Trafigura’s single-point mooring buoy, an integral part of its planned Texas Gulf Terminals VLCC loading facility off the port of Corpus Christi, will have the capacity to handle an average 500,000 b/d of crude, spokeswoman Victoria Dix said.

SPM will transfer crude from an onshore facility to the loading terminal, for which the company filed early July an application with the US Department of Transportation, Dix said in an email.

Besides the SPM and VLCC loading terminal, Trafigura will also build a new onshore terminal which will be fed via pipeline or pipelines, she said.

“This project will be in the Corpus vicinity,” Dix said. “It’ll be a significant investment and will be funded by Trafigura.”

The project will consist of three distinct components: a deep water port with a SPM buoy served by two parallel, 30-inch-diameter crude pipelines, a onshore pipeline and crude storage facilities, the company said in its application.

The SPM buoy will be located in water depths of 93 feet and Trafigura targets to load eight VLCC’s each month, it said in the application.

Loading of a VLCC will take 48 hours, including vessel approach, crude transfer and vessel departure, Trafigura said.

The Texas Gulf Terminals project is part of Trafigura’s efforts to provide a more economical and efficient way of exporting crude from the US Gulf Coast, the company said.

However, the planned infrastructure is part of several other such offshore facilities planned to be built both in Texas and Louisiana.

Energy supply, storage and logistics company Oiltanking is leading an offshore VLCC loading project, sources familiar with the project have said. The project is reported to include a 42-inch pipeline that will carry crude 32 miles offshore Texas, where a VLCC will be loaded in deeper water. However, there is no official word on the project and the company has declined to comment.

Last month, Enterprise Product said it too was pursuing plans to build a VLCC loading terminal off the Houston Ship Channel.

Also, the Port of Corpus Christi is carrying out a feasibility study to build a facility to load VLCCs at Harbor Island some 32 miles offshore from the port.

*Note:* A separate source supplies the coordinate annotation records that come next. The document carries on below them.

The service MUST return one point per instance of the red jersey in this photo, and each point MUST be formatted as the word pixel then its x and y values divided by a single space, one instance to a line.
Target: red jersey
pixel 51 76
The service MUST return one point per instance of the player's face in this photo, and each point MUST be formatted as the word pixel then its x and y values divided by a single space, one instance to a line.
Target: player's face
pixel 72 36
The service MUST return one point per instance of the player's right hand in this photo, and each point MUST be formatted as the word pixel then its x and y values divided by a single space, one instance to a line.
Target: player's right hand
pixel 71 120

To the south of the Corpus Christi port, Jupiter Midstream said it was planning to build a deep water port at Brownsville at water depths of 100 feet to also load VLCCs.

Trafiguara’s Dix didn’t indicate a timeline to build the Texas Gulf Terminals project, stating “we have just begun the permitting process.”

With the number of offshore VLCC loading projects multiplying by the week, it is unlikely that all will be completed.

One Gulf Coast crude source said he expects that only one will likely come to fruition.